Hailed as the saviour to the poor, the microfinance model works in simple way – it gathers many low-income earners, gets them to form a group, and then loans them small amounts of money payable over flexible periods. It supposedly works for the poor in that it does away with the need for the collateral needed to secure normal commercial loans. The small loans are meant to help them set up income-generating projects to enable them to earn and pull themselves out of poverty. Acceptance by a group is said to deter entry to those deep in poverty. The oft-cited loan repayment rates of about 90 to 100 per cent – much higher than repayment rates at commercial banks – hide the blood, sweat and tears of microfinance borrowers. And the fact that they are unregulated means the microfinance institutions operate under their own rules, and some border on being shylocks.
The study by the University of Nairobi economics lecturer Joy Kiiru in collaboration with similar research done in Uganda by Flavian Zeija dismisses the notion that lending small amounts normally co-secured by a group is “a positive poverty eradication tool and potentially powerful engine of growth for the economy.” Instead, they say, the practice may be condemning millions to abject poverty.
The problem, the studies say, is lack of understanding by borrowers on what the loan contract entails and exploitation by microfinance of this ignorance.
“In fact, many clients only ask where to sign because they urgently need the money. Even those who can read and write do not bother to read the documents. They never question anything,” a Uganda microfinance credit officer is quoted saying in the report. Multiple borrowing pushing the repayment beyond the borrower’s ability to repay has also been cited as major problem. Multiple borrowing kicks in when a borrower has difficulty repaying a loan and borrows to avoid default. The loan then balloons, and by the time the credit bubble bursts, the borrower will have nothing left when the group decides to sell the property for default.
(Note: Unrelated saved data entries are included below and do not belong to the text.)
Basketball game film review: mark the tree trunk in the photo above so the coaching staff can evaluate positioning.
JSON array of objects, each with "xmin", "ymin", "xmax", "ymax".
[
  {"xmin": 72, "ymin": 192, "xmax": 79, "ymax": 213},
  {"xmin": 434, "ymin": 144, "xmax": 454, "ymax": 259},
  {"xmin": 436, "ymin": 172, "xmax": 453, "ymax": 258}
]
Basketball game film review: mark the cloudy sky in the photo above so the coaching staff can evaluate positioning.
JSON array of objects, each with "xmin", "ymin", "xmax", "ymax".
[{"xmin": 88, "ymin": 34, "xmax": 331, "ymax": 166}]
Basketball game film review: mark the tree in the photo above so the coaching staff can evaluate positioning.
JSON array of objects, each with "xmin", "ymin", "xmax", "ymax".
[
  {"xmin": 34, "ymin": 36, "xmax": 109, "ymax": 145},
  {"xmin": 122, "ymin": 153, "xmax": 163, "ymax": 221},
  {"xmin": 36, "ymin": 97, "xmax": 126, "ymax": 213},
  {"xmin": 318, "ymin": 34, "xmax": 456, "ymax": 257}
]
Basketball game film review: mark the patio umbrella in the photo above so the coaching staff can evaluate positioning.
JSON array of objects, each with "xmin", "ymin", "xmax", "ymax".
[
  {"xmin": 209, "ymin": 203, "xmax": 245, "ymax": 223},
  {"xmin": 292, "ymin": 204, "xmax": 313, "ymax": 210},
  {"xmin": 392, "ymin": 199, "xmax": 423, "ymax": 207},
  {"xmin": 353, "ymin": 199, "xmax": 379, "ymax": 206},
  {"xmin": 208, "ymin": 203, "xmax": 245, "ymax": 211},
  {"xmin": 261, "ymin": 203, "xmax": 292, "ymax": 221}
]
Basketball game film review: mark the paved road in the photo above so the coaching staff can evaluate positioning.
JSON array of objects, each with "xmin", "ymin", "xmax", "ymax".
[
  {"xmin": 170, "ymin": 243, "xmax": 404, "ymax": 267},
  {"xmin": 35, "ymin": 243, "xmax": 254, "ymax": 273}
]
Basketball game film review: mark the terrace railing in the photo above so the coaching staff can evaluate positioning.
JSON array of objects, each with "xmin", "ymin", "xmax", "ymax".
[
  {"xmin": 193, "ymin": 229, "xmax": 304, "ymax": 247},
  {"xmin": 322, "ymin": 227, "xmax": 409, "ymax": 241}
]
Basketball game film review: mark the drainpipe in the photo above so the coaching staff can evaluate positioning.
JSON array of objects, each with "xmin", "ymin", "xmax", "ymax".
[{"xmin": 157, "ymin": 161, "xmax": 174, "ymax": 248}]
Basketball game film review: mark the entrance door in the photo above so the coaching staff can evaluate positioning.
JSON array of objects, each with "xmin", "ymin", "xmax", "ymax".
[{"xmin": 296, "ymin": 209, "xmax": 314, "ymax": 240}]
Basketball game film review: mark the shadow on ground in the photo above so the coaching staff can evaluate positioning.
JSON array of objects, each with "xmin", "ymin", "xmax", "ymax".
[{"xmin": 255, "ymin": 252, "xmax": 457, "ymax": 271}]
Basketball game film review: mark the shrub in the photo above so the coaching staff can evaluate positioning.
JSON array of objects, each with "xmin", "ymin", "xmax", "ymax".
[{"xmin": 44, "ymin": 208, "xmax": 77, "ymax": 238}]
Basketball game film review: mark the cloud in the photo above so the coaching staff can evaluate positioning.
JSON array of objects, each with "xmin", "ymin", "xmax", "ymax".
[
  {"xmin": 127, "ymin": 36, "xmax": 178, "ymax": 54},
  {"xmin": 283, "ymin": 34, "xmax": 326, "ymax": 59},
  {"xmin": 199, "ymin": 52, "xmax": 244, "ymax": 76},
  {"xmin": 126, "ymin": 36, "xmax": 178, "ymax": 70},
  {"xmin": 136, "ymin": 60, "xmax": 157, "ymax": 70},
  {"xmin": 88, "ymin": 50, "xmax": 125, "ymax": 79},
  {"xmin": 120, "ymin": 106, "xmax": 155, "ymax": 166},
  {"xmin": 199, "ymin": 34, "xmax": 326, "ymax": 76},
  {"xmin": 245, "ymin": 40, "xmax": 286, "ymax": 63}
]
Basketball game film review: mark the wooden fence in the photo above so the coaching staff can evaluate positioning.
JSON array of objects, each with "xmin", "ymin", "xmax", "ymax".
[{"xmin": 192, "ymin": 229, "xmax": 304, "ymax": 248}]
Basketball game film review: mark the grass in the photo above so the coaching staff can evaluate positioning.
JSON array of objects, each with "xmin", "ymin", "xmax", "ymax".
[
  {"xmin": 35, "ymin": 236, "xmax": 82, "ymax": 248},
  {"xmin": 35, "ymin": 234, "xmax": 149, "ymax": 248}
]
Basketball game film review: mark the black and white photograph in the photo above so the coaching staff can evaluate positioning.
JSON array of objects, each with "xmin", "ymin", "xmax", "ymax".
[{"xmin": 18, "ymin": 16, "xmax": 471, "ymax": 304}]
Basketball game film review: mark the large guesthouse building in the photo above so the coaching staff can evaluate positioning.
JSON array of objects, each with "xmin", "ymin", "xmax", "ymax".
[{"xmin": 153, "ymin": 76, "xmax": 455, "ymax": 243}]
In some instances, borrowers are forced to sell their household goods to repay loans, and as it recently happened in Makueni, others are forced to surrender their children to the group as a form of blackmail to bring in relatives to help repay the loan.
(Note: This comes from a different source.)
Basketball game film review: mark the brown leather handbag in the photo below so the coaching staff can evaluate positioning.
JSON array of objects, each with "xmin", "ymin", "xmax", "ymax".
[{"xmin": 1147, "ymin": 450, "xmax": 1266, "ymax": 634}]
“Peers in a group will not allow very poor people to join them because the poor are likely to use their loans for consumption and therefore risk default,” said Ms Kiiru. This is so because unlike the normal commercial loan given to an individual, a microfinance loan given to a group is jointly guaranteed by all members, and default by one member has consequences for the entire group. “This finding implies that microfinance may be useful for the better-off poor, but it is simply not an option to the poorest,” she said.
The other problem cited is that the funds really poor people borrow are usually diverted to purposes other than what they were meant for. The money is used to meet domestic needs like food, clothing, rent, and school fees with very little left over to invest in their small businesses. Then there is the question of insufficient loans, either because the borrower underestimated the money needed or simply that the lender declined to lend the amount requested. The intended project ends up failing, and the borrower has to turn to the little she had to repay for failed business.
Only 17 per cent were able to repay their loans from their business returns. The majority, 62 per cent of borrowers, repaid their loans under duress – repayment due to excessive peer pressure. Another 17 per cent had to sell their pre-existing assets, while four per cent had their property confiscated by their peers.